I ran as fast I could down the corridor hallway and into the kitchen where the white telephone was located. I quickly grabbed the phone off the hook and held it with both my hands as if I was holding a book. I pressed the rubber button with my thumbs with a quick motion, and held the phone to my left ear.
I heard a voice say in monotone, “Hi, you’ve called 9-1-1 what’s your emergency?”
With my frightened and anxious voice I replied, “My mom is pregnant with a monster, she is having a baby! Please hurry! She is screaming and crying! Help me please!”
The policeman replied, “Okay sweetie, we have your location from your phone. We are on our way. Everything is going to be okay.”

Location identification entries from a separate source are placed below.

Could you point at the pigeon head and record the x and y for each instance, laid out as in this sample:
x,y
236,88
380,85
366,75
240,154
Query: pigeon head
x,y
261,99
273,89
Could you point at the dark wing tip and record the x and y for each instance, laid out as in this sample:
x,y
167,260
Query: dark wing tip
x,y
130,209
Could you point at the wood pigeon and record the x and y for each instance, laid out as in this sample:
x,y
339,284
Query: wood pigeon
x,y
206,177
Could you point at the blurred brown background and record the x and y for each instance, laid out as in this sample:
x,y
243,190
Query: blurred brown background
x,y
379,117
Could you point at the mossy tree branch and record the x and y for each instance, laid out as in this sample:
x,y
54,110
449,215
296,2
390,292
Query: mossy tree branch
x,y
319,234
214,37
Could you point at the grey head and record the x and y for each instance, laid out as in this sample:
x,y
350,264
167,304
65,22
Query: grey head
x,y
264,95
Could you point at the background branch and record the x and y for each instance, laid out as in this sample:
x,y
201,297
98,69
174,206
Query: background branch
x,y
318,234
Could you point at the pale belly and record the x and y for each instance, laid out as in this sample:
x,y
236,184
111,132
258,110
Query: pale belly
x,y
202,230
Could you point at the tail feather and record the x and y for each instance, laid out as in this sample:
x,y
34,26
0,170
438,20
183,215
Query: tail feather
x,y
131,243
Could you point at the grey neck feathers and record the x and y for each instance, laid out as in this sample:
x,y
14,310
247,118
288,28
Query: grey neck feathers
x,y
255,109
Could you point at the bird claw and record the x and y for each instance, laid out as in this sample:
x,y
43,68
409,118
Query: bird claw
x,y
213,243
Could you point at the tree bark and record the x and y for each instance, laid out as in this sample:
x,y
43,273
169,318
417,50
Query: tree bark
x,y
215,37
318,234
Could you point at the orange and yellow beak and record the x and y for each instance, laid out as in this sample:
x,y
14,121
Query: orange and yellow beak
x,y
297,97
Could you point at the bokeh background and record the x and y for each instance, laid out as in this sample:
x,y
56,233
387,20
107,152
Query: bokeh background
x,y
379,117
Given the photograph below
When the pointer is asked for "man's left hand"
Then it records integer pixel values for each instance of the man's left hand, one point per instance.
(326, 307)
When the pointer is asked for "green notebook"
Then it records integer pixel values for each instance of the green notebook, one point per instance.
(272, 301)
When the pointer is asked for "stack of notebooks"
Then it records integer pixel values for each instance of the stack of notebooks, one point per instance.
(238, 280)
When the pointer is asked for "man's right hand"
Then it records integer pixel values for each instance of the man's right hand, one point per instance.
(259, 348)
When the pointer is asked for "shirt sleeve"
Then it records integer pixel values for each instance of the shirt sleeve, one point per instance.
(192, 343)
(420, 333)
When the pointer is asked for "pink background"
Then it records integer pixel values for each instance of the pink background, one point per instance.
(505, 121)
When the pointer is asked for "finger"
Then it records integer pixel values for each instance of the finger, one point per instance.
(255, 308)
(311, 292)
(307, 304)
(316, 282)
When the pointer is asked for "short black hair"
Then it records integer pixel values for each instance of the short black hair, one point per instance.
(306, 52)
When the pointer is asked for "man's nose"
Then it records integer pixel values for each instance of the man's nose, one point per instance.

I slammed the phone down on the table, not being sure of whether or not I hung up on the police officer. I ran back down the hallway and saw my mom lying on the floor crying. I grabbed her pillow from her bed and started praying with the pillow between my legs. What seemed like forever was only five minutes before I heard sirens outside my house. I ran outside to the police and helped them get to my mom inside of her bedroom.